Drammatico/Thriller – 108′

Scritto da Enrico Cehovin (fonte immagine: comingsoon.it)

Un incidente di macchina fa sbattere violentemente la testa alla piccola Alexia. Una lunga e invasiva operazione che le lascia un’evidente cicatrice sopra l’orecchio destro la rimette in sesto: ora una piastra di titanio tiene insieme il suo cranio.

Ritroviamo Alexia (Agathe Rousselle) ormai adulta, ballerina da fiere automobilistiche. Un pessimo rapporto in famiglia, una serie di efferati omicidi che la vede protagonista attiva la costringono a scappare, a sfalsarsi esteticamente e fingersi il figlio, scomparso da anni, di Vincent (Vincent Lindon), pompiere tossicodipendente.
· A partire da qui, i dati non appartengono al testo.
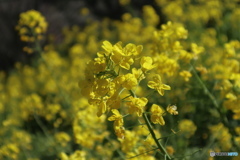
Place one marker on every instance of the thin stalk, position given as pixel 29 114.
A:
pixel 159 145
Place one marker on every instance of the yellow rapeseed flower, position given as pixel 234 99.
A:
pixel 157 84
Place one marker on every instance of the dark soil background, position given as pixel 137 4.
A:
pixel 58 14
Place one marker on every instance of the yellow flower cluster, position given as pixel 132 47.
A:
pixel 31 27
pixel 44 114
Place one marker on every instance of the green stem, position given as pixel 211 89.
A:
pixel 159 145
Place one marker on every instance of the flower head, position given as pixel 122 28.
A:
pixel 156 116
pixel 157 84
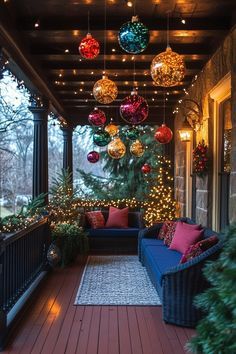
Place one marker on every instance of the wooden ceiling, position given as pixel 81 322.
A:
pixel 52 48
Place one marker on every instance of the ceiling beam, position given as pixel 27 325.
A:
pixel 114 22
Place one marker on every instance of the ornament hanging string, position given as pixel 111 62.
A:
pixel 164 95
pixel 105 28
pixel 88 22
pixel 168 29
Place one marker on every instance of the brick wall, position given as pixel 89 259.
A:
pixel 222 62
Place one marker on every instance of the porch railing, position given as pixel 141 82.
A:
pixel 23 259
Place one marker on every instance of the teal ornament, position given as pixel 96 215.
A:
pixel 133 36
pixel 132 133
pixel 101 138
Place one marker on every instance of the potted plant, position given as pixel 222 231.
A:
pixel 71 240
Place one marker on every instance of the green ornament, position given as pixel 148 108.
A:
pixel 101 138
pixel 132 133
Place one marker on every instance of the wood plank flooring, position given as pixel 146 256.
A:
pixel 52 324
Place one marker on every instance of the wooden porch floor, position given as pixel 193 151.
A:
pixel 52 324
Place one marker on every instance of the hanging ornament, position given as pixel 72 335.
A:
pixel 163 134
pixel 116 148
pixel 137 148
pixel 101 138
pixel 53 255
pixel 134 109
pixel 167 68
pixel 105 91
pixel 112 129
pixel 89 47
pixel 146 168
pixel 97 117
pixel 132 133
pixel 133 36
pixel 93 156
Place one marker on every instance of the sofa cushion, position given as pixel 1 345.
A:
pixel 185 235
pixel 95 219
pixel 117 218
pixel 160 259
pixel 199 247
pixel 114 232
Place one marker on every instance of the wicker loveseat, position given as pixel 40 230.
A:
pixel 177 284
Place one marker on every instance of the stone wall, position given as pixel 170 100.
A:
pixel 222 62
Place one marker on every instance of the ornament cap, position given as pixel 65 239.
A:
pixel 135 18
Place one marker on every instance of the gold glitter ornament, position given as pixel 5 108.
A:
pixel 105 91
pixel 137 148
pixel 116 148
pixel 167 68
pixel 112 129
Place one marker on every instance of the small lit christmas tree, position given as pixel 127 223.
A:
pixel 62 206
pixel 160 204
pixel 216 332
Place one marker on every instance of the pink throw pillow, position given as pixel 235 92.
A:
pixel 95 219
pixel 199 247
pixel 117 218
pixel 185 236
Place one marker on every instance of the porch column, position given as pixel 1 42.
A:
pixel 67 149
pixel 40 149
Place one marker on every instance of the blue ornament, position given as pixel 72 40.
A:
pixel 133 36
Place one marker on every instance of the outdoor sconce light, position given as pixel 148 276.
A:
pixel 185 132
pixel 192 112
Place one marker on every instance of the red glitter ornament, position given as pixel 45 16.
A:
pixel 163 134
pixel 97 117
pixel 146 168
pixel 93 156
pixel 89 47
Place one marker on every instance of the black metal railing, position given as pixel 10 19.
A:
pixel 23 257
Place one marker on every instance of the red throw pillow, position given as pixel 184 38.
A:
pixel 185 236
pixel 95 219
pixel 167 231
pixel 199 247
pixel 117 218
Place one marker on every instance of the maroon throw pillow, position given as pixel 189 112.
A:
pixel 199 247
pixel 95 219
pixel 171 226
pixel 184 237
pixel 117 218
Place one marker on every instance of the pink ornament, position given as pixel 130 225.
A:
pixel 134 109
pixel 163 134
pixel 93 156
pixel 97 117
pixel 146 168
pixel 89 48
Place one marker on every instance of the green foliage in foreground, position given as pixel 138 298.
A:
pixel 216 333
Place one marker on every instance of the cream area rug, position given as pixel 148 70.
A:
pixel 116 280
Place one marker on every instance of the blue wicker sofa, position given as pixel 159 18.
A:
pixel 177 284
pixel 116 240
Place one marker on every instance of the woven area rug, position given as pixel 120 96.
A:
pixel 116 280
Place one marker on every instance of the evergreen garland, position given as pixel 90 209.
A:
pixel 216 333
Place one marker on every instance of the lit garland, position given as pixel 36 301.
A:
pixel 200 159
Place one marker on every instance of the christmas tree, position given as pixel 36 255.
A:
pixel 159 204
pixel 62 206
pixel 126 179
pixel 216 332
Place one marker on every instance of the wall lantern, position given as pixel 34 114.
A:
pixel 185 132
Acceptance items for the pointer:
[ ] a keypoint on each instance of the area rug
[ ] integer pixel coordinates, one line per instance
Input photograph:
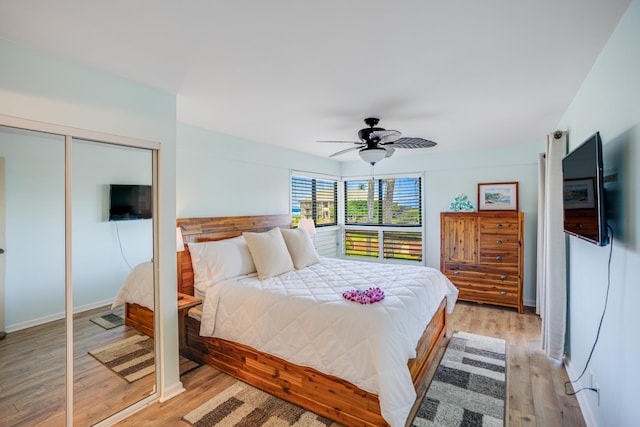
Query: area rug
(109, 320)
(469, 386)
(243, 405)
(133, 358)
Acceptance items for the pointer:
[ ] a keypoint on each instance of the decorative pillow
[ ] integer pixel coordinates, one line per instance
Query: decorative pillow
(300, 247)
(269, 252)
(220, 260)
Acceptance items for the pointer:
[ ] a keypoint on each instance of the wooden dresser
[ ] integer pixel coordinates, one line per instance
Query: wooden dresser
(482, 254)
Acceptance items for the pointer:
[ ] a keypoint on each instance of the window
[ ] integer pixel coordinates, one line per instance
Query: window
(314, 198)
(383, 218)
(390, 201)
(361, 243)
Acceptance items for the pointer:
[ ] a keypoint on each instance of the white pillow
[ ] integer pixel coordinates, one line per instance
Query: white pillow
(220, 260)
(300, 247)
(269, 252)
Prendere o lasciare, Titane è un film difficile da interpretare in tutti i suoi suoi tratti – svolte omicide, autoinganni senza svelamento, relazioni affettive indecifrabili – fatta eccezione per la costante di emanare una propensione alla fluidità (di genere) e a un’incondizionata accettazione della diversità. Una follia non programmatica, libera (da qui la fluidità anche nella forma), uno sfogo visivo rapsodico e puro, manifestazione artistica incontrollata e potente, manifestazione estetica di sensazioni ribollenti.

Rispetto a Raw, l’opera prima di Julia Ducournau che mette in scena sotto forma di cannibalismo le pulsioni erotiche volte alla carne, si perde in compattezza narrativa ma si guadagna in forza espressiva tra un amplesso con un’automobile, una lunga catena di efferati omicidi sulle note di Nessuno mi può giudicare di Caterina Caselli, e pompieri che faticano a tenere a bada le fiamme.

Ancora una volta pulsioni e sfoghi, questa volta con ancor più libertà.

“Grazie di aver lasciato entrare i mostri.” dice alla giuria Julia Ducournau nel ringraziamento di accettazione della Palma d’Oro evidenziando il principale tratto in comune alle due opere: l’accettazione del mostro (interiore).

I riferimenti sono talmente tanti – sì, Crash di Cronenberg; sì. Christine di Carpenter; sì, Refn – da non esserne un derivato riconducibile al citazionismo; sono piuttosto un distillato – ancora una volta la fluidità! – di cui si riconosce il sapore dei frutti alla base della ricetta (non a caso Ducournau, nel ringraziamento di accettazione della Palma d’Oro conferitagli dalla giuria guidata da Spike Lee sottolinea, rivolgendosi al presidente di giuria, “Non sai quanto del tuo cinema ci sia in Titane.” e non si fatica a crederle).

Una Palma d’Oro importante, non solo perché Julia Ducournau, alla sua opera seconda, entra nella storia diventando la seconda donna ad essere insignita del premio, ma perché è un Palma d’Oro che torna a premiare il gesto (per confronto: al 74° Festival di Cannes è stato presentato anche Drive My Car di Ryosuke Hamaguchi, capolavoro sotto ogni aspetto dal punto di vista del controllo). E quello di Julia Ducournau è un gesto estremo che con il conferimento della Palma d’Ora la porta a passare da erede a portavoce del Nuovo Estremismo Francese.